In the sixth, a man tested positive after attending a farewell party for a colleague at a Causeway Bay branch of the CEO Neway chain of karaoke lounges two weeks ago. His wife was confirmed infected earlier. Previously, seven people became infected after visiting a karaoke lounge run by RedMR in Tsim Sha Tsui.
The government has ordered all those venues, along with cinemas, gyms and saunas, among others, to shut as part of an ever-widening campaign to force social distancing. But Ho said the closures needed to be extended beyond the initial two weeks.
The number of global Covid-19 cases continues to rise sharply across the world, with more than 1.2 million infected and over 70,000 people killed.
But Hong Kong’s daily number of infections fell over the weekend – to 17 on Saturday and 28 on Sunday – after a resurgence in recent weeks fuelled by people returning to the city from overseas. The highest number recorded in a single day was 65 on March 27.
But Chuang cautioned against complacency and premature optimism, saying the dip had been across only a few days. “So it’s difficult to judge the trend at this moment,” she said.
When asked about Ho’s suggestion to mandate the use of masks, Chuang described the willingness of people wearing them as already “quite good”.

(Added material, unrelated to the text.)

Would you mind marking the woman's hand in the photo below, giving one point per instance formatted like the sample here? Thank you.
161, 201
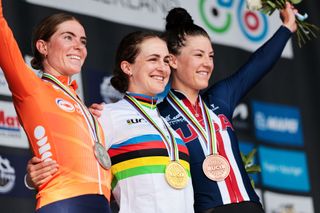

Chuang said authorities had contacted private doctors about carrying out testing and she urged anyone displaying symptoms to come forward.
With public hospitals under strain from the outbreak, Hospital Authority chief executive Dr Tony Ko Pat-sing said patients who were not Covid-19 cases would continue to be transferred to private facilities. Other options for cooperation were also being explored.
“In overseas experiences, some stable patients were treated in private hospitals. We are in close discussion with [local] private hospitals,” Ko said.
But Dr William Ho Shiu-wei, chairman of the Hong Kong Private Hospitals Association, said discussion had not started. “So far the Hospital Authority has not yet requested private hospitals to take in recovering Covid-19 patients,” Ho told the Post.
He said that each private hospital had some isolation beds, but fewer than in public hospitals, and what beds were available were needed for suspected cases of Covid-19 or other kinds of infectious diseases.
If those beds were given to recovering coronavirus patients from public wards, private hospitals might need to stop taking in new cases.